3 Industrial Services Stocks to Buy
Siemens: The company witnessed a 10% increase in orders in the second quarter, with revenues up 7%. Revenue growth was noted in most industrial businesses, led by significant increases at Mobility and Smart Infrastructure. Earlier this year, the company completed the acquisition of Altair Engineering Inc., a leading provider of software in the industrial simulation and analysis market. With this acquisition, Siemens extended its leadership in simulation and industrial Artificial Intelligence (AI) by adding new capabilities in mechanical and electromagnetic simulation, high-performance computing, data science and AI. The company recently completed the acquisition of Dotmatics, a leading provider of Life Sciences R&D software. SIEGY will combine Dotmatics’ scientific intelligence with its industrial AI technologies. This transaction expands Siemens’ total addressable market for industrial software by $11 billion and aligns with ‘ONE Tech Company’, its strategic growth program, aimed at accelerating innovation and creating value across industries.

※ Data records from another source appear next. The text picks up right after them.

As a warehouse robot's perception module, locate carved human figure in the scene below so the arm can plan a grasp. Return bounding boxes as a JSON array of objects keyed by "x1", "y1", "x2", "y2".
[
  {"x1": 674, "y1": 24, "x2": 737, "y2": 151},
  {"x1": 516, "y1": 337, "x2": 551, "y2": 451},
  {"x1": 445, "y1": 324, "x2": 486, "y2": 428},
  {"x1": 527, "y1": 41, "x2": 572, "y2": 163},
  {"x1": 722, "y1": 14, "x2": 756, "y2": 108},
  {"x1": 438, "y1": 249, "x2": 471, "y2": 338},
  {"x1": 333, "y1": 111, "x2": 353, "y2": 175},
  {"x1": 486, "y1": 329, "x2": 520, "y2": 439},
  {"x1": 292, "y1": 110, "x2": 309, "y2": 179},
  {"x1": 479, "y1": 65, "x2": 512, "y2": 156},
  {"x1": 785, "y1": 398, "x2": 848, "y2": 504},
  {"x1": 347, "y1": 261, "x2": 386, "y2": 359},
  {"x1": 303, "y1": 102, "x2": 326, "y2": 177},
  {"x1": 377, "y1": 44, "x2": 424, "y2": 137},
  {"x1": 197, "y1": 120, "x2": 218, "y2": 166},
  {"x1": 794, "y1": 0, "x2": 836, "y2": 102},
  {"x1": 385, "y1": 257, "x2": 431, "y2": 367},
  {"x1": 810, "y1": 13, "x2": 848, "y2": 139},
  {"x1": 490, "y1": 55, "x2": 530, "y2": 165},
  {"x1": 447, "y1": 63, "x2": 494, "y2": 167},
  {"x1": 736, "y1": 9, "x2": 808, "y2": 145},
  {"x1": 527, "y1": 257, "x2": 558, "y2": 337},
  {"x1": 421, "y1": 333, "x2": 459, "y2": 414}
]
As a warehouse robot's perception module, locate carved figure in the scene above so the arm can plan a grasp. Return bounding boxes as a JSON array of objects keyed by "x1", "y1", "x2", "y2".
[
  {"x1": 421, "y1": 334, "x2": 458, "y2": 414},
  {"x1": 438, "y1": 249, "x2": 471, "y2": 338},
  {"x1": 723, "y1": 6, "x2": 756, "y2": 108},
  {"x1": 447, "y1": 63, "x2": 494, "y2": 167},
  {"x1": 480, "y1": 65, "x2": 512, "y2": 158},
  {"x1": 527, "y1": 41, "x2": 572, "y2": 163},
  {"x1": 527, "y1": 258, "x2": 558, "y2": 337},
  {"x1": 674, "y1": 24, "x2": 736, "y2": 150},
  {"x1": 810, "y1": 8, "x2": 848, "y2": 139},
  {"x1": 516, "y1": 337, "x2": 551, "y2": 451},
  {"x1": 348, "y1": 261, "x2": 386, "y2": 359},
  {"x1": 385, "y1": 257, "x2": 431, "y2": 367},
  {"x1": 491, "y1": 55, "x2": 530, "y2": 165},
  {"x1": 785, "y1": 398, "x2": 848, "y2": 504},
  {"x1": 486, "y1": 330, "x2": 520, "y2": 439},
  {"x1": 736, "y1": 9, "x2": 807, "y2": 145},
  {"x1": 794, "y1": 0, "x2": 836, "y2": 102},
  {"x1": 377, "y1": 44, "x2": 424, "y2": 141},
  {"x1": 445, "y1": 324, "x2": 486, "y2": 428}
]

The Zacks Consensus Estimate for the Munich, Germany-based company’s fiscal 2025 earnings has been revised 2% upward in the past 30 days. The consensus mark indicates year-over-year growth of 10.2%. SIEGY has a trailing four-quarter earnings surprise of 14.9%, on average. The company has a long-term estimated earnings growth rate of 8.4% and currently sports a Zacks Rank #1 (Strong Buy).
You can see the complete list of today’s Zacks #1 Rank stocks here.

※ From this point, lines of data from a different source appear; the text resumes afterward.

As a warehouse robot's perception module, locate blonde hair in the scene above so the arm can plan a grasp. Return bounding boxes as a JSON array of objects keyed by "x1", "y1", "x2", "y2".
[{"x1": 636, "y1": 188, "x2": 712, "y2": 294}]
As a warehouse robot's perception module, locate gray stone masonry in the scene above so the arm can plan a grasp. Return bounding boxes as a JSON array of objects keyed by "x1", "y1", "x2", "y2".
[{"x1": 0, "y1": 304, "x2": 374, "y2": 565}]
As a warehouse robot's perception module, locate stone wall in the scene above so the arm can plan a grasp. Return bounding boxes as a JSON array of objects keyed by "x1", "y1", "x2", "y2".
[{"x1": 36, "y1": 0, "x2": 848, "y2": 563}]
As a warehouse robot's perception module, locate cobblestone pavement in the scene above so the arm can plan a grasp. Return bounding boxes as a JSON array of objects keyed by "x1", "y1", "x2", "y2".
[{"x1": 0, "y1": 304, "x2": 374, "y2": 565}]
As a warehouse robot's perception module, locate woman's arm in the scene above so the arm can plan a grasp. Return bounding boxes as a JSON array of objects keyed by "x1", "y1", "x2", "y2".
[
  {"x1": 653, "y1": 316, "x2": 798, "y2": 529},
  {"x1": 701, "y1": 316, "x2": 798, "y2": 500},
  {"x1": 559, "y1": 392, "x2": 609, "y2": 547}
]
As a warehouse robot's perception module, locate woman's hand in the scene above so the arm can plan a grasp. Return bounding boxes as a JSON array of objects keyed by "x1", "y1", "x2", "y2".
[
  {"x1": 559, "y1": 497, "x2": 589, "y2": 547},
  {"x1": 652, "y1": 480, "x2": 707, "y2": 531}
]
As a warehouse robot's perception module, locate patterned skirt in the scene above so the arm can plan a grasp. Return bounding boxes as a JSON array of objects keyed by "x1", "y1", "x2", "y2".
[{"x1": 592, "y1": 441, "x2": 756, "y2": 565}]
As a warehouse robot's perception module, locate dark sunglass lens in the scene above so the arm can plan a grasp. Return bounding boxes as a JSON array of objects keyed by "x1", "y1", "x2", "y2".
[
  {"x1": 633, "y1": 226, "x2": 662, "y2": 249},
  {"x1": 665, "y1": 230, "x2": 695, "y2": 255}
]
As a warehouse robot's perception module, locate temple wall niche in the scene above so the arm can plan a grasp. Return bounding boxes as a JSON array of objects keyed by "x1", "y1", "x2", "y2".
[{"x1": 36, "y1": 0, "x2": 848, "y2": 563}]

Eos Energy Enterprises: The company recently announced that it has received its second loan advance from the Department of Energy's Loan Programs Office for $22.7 million. With this advance, the company has fully drawn the maximum allowable amount under the first tranche of $90.9 million in connection with the completion of its first state-of-the-art manufacturing line. The loan advance covers 80% of eligible costs, incurred as part of its production expansion plans related to Project AMAZE. These funds support EOSE’s ongoing efforts to expand its operational capacity to meet growing customer demand and further its strategic growth objectives. The company also noted that production volumes at the first state-of-the-art manufacturing line are ramping up as it progresses toward realizing the full 2 GWh capacity on Line 1. For 2025, EOSE expects revenue between $150 million and $190 million compared with $15.7 million in 2024. This growth is expected to be driven by increased production volume on the company’s first state-of-the-art manufacturing line as staged sub-assembly automation comes online.
The Zacks Consensus Estimate for the Edison, NJ-based company’s fiscal 2025 earnings is currently pegged at a loss of 52 cents per share. The estimate has remained unchanged in the past 30 days. EOSE currently carries a Zacks Rank #2 (Buy).
MSC Industrial: In the recently reported fiscal third quarter, the company noted encouraging data points, such as core customer sequential improvement, continued momentum in high-touch solutions and a building productivity pipeline. The company remains focused on delivering on its long-term objectives of growing to 400 basis points or more above the IP Index and expanding operating margins to the mid-teens. It recently acquired ApTex, Inc. and Premier Tool Grinding, Inc. ApTex will strengthen the company’s position to gain share in the Wisconsin area by combining ApTex’s technical expertise with MSC Industrial’s best-in-class metalworking offering. Premier Tool Grinding will augment MSM’s specialty tooling and regrinding service offering that was recently enhanced through its acquisition of Tru-Edge and will also expand its reach to the western parts of the United States.
The Zacks Consensus Estimate for Melville, NY-based MSM’s 2025 earnings has remained stable in the past 30 days. The company has a trailing four-quarter earnings surprise of 6% on average. It currently carries a Zacks Rank of 2.